You’re probably wondering about the quality of the XML structure itself. By volume, the bulk of data that comes into Gnip validates out of the box. Shocking, but true. As you could probably guess, most of our energy is spent resolving the above data quality issues. The unfortunate reality for Gnip is that the “edge” cases consume lots of cycles. As a Gnip consumer, you get to draft off of our efforts, and we’re happy to do it in order to make your lives better.

If everyone would clean up their data by the end of the day, that’d be great. Thanks.

More Examples of How Companies are Using Gnip

We have noticed that we are interacting with two distinct groups of companies; those who instantly understand what Gnip does and those that struggle with what we do, so we decided to provide a few detailed real-world examples of the companies we are actively working with to provide data integration and messaging services today.

First, we are not an end-user facing social aggregation application. (We repeat this often.) We see a lot of people wanting to put Gnip in that bucket along with social content aggregators like FriendFeed, Plaxo and many others. These content aggregators are destination web sites that provide utility to end users by giving them flexibility to bring their social graph or part of their graph together in one place. Also, many of these services are now providing web APIs that allow people to use an alternative client to interact with their core services around status updates and conversations as well other features specific to the service.

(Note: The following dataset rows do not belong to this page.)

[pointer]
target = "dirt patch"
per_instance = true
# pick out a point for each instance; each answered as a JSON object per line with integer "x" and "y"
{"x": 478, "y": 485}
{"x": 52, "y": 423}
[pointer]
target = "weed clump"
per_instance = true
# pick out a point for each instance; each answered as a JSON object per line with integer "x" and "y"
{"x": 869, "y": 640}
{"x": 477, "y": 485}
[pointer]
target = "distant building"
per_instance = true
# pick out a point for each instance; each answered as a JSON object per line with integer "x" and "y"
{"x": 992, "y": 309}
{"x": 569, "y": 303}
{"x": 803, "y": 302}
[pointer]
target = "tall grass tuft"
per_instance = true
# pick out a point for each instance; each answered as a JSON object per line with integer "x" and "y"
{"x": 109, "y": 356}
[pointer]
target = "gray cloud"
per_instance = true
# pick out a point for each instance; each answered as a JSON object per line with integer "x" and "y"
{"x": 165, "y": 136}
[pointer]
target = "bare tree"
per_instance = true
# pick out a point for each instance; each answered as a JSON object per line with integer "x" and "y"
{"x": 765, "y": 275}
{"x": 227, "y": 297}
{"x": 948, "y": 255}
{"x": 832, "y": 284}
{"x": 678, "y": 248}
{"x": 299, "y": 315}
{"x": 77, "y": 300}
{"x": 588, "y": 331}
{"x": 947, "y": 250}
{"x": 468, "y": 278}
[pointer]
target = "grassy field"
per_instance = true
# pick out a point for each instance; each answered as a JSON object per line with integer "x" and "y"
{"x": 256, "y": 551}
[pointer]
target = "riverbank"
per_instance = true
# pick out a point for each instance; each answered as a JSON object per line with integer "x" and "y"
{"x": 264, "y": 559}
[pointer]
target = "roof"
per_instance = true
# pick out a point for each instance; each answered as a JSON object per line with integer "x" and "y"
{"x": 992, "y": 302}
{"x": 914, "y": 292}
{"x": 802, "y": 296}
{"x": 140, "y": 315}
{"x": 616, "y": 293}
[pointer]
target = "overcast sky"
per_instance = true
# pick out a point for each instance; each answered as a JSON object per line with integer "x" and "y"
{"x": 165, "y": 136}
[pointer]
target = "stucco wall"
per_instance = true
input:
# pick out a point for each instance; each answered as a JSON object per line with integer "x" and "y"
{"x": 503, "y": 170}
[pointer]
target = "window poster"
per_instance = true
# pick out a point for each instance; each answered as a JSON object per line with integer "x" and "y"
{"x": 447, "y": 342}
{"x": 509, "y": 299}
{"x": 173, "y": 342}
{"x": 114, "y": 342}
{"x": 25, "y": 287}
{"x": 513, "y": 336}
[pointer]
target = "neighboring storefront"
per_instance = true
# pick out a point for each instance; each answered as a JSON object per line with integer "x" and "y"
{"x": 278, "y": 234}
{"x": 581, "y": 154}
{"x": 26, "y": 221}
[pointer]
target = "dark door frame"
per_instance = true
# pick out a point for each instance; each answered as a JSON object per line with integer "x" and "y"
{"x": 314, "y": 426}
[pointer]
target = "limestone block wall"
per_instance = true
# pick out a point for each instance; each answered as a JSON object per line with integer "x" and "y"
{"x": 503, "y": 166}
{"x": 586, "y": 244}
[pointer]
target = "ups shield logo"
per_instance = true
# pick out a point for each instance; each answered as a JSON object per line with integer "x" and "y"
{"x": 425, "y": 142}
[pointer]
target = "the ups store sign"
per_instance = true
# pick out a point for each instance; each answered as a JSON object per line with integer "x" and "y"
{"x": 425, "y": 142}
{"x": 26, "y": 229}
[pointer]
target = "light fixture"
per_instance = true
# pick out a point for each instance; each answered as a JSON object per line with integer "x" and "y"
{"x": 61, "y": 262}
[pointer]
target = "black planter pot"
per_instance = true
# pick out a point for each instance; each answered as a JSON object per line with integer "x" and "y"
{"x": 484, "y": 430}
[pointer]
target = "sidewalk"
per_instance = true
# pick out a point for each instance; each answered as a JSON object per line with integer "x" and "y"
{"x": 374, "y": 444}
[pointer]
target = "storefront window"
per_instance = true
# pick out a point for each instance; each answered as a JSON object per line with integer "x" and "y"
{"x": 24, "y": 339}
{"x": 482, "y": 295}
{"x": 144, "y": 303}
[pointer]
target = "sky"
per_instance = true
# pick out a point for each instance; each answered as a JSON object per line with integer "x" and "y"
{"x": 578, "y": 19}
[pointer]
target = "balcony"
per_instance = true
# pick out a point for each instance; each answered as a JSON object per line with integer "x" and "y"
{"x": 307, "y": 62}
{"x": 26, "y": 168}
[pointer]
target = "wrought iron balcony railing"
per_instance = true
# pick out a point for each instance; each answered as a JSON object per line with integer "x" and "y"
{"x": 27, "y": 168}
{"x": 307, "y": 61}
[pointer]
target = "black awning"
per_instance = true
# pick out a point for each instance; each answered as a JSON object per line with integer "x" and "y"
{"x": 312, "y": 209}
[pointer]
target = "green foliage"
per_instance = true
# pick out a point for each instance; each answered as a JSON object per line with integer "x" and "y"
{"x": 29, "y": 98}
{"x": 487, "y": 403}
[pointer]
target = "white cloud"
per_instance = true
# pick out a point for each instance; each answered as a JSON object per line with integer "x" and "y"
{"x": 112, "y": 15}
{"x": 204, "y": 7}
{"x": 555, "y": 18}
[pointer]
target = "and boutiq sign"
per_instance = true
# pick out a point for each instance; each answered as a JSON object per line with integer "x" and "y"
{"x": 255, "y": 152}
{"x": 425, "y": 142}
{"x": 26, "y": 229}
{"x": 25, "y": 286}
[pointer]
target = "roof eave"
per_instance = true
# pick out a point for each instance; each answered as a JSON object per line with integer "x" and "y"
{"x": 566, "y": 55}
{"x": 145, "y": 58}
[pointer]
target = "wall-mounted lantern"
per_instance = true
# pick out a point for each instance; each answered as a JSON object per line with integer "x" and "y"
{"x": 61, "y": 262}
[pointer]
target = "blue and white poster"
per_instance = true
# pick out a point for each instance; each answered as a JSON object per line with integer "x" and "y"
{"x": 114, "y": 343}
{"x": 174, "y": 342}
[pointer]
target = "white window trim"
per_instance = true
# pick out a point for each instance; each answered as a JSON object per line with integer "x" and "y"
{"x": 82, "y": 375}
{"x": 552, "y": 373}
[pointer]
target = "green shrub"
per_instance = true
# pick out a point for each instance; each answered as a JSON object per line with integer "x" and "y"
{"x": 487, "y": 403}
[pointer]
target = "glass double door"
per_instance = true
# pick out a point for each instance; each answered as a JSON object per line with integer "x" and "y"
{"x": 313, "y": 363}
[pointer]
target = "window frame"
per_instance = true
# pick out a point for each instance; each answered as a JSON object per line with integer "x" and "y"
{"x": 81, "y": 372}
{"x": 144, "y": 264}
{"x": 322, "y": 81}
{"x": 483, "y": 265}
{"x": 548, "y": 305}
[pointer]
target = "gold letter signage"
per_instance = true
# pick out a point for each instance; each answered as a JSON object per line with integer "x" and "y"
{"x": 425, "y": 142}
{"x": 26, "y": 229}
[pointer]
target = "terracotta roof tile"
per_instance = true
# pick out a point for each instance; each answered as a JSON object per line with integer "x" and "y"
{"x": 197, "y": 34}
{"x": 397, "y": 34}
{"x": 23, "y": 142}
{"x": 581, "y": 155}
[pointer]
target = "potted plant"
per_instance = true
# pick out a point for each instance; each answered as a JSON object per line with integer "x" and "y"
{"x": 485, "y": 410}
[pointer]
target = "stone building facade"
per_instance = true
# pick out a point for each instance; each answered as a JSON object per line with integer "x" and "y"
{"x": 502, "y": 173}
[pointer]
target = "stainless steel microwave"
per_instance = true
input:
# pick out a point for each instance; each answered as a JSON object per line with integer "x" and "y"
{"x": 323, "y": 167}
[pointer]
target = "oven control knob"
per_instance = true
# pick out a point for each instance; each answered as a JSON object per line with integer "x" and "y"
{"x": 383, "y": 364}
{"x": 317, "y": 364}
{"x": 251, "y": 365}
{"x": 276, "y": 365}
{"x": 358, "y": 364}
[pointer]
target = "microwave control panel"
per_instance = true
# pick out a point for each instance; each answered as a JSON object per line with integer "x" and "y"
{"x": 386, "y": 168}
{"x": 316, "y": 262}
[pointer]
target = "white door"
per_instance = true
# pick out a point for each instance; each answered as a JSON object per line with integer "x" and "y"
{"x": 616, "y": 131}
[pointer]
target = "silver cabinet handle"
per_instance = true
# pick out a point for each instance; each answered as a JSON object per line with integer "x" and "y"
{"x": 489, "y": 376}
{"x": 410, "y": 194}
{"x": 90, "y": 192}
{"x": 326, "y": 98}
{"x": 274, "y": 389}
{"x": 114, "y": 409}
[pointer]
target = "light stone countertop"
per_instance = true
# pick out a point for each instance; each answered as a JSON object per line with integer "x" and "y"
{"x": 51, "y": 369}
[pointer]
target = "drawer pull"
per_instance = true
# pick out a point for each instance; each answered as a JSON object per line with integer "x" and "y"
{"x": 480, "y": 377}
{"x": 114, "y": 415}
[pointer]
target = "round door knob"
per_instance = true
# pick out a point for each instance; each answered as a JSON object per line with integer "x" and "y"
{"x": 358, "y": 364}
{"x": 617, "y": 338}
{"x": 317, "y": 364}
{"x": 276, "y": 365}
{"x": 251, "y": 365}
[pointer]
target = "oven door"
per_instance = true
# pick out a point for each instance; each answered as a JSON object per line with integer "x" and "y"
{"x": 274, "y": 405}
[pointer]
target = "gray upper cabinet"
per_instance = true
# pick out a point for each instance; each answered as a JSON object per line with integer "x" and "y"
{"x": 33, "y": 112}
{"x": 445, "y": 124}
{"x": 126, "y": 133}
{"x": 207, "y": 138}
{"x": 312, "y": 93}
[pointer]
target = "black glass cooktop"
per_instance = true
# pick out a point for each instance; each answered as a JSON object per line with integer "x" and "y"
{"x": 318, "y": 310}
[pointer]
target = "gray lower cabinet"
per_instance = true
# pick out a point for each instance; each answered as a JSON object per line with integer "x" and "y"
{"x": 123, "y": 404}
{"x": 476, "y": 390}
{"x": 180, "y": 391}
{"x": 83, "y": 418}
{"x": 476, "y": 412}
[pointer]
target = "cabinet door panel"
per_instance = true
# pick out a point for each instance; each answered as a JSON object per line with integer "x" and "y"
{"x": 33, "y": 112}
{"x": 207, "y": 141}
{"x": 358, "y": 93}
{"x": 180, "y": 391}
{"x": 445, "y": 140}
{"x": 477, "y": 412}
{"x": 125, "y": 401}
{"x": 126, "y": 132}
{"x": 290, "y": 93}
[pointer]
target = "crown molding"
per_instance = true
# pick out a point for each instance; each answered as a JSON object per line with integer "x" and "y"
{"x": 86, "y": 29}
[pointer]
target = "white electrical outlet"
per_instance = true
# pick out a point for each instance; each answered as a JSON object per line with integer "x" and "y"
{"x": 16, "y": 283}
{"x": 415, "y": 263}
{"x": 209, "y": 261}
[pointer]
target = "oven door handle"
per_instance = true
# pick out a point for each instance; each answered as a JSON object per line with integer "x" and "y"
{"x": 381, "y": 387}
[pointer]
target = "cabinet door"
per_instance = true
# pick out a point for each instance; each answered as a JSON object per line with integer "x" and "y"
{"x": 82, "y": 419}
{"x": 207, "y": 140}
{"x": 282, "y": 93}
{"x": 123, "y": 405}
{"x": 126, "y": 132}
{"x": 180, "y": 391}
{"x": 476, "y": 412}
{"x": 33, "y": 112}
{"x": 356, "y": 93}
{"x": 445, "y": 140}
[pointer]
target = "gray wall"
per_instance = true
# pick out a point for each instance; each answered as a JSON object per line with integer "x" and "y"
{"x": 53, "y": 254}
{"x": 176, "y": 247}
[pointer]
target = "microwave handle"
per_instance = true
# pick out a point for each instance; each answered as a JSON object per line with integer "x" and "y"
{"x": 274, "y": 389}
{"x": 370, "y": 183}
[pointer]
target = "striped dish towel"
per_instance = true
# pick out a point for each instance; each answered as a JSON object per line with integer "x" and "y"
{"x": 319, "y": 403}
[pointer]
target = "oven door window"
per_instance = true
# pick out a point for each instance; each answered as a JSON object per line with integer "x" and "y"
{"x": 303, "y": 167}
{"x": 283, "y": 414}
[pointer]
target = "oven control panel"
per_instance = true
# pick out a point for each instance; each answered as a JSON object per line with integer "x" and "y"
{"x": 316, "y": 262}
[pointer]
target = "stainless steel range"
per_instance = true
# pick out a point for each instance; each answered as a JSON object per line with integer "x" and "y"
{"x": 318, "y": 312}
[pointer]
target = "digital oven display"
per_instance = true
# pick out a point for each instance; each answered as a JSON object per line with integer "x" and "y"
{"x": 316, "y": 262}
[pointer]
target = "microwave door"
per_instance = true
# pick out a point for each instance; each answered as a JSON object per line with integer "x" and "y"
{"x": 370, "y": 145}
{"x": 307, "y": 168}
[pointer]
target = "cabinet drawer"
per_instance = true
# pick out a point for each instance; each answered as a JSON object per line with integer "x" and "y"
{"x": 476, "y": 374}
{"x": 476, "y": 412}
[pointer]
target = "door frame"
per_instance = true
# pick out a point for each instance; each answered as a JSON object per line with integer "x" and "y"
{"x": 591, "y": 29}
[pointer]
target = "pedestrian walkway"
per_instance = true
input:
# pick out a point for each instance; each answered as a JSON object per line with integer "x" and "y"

Gnip is an infrastructure service and specifically we provide an extensible messaging system that allows companies to more easily access, filter and integrate data from web based APIs. While someone could use Gnip as a way to bring content into a personal social media client they want to write for a specific social aggregator it is not something we are focused. Below are the company use cases we are focused:

  1. Social content aggregators: One of the main reasons we started Gnip was to solve the problems being caused by the point-to-point integration issues that were springing up with the increase of user generated content and corresponding open web APIs. We believe that any developer who has written a poller once, twice, or to their nth API will tell you how unproductive it is to write and maintain this code. However, writing one-off pollers has become a necessary evil for many companies since the content aggregators need to provide access to as many external services as possible for their end users. Plaxo, who recently integrated to Gnip as a way to support their Plaxo Pulse feature is a perfect example, as are several other companies.
  2. Business specific applications: Another main reason we started Gnip was that we believe more and more companies are seeing the value of integrating business and social data as a way to add additional compelling value to their own applications. There are a very wide set of examples, such as how Eventvue uses Gnip as a way to integrate Twitter streams into their online conference community solution, and the companies we have talked to about how they can use Gnip to integrate web-based data to power everything from sales dashboards to customer service portals.
  3. Content producers: Today, Gnip offers value to content producers by providing developers an alternative tool that can be used to integrate to their web APIs. We are working with many producers, such as Digg, Delicious, Identi.ca, and Twitter, and plan to continue to grow the producers available aggressively. The benefits that producers see from working with Gnip include off-loading direct traffic to their web apis as well as providing another channel to make their content available. We are also working very hard to add new capabilities for producers, which includes plans to provide more detailed analytics on how their data is consumed and evaluating publishing features that could allow producers to define their own filters and target service endpoints and web sites where they want to push relevant data for their own business needs.
  4. Market and brand research companies: We are working with several companies that provide market research and brand analysis. These companies see Gnip as an easy way to aggregate social media data to be included in their brand and market analysis client services.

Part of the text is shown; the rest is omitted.